The recent study, randomized, double blinded and placebo controlled, included 15 patients who were in a coma. Eight patients heard stories; the other seven heard silence. 

Parents and siblings, armed with family photo albums and videos, worked with therapists to construct the stories — five minutes in length — about happy, sad and neutral events that the patient and family member participated in together. “The stories should be about an event that is easy to recreate,” says Pape. “If it’s a story about a downhill ski trip, you want the patient to almost feel the cold wind blowing in his face, making his nose numb. You want to pick stories that come to life in his mind visually.”

When patients like Godfrey in the study heard the voice of a family member calling out their names and reciting stories while they were in an MRI, their brains showed increased neural activity, indicated by bright yellow and red areas, or regions, involved with understanding language and retrieving long-term memories.

“That’s why I think the FAST treatment works,” says Pape, “because we’re referencing those very well-established networks that have to exist in order for us to create long-term memories or encode them in our brain.” Pape is continuing to study what occurs at the neural network level to support the gains achieved by the patients who heard familiar voices.

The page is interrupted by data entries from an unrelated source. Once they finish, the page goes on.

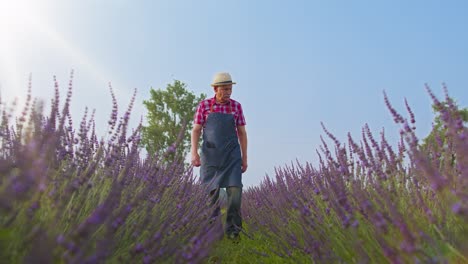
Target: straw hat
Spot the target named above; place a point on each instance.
(222, 78)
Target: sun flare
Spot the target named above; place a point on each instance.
(17, 19)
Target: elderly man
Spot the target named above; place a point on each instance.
(224, 148)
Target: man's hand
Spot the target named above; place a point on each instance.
(244, 165)
(196, 159)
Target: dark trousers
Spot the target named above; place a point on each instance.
(233, 216)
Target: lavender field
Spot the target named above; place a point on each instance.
(68, 195)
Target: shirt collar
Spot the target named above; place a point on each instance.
(213, 101)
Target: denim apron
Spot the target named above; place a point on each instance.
(221, 160)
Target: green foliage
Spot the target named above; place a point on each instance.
(170, 115)
(438, 132)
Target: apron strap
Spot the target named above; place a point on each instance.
(213, 101)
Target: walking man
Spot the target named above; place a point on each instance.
(223, 156)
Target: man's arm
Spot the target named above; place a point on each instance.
(196, 132)
(243, 144)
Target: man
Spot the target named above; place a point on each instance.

And telling those old familiar tales benefits the families too. Just ask Corinth Catanus.

“The stories I told him helped Godfrey recover from his coma, and they helped me feel I could do something for him,” says Corinth. “That gave me hope.”

Today Godfrey is still severely disabled, but he writes weekly devotionals that appear in his church bulletin, and he communicates with his wife and two daughters by typing on his iPad.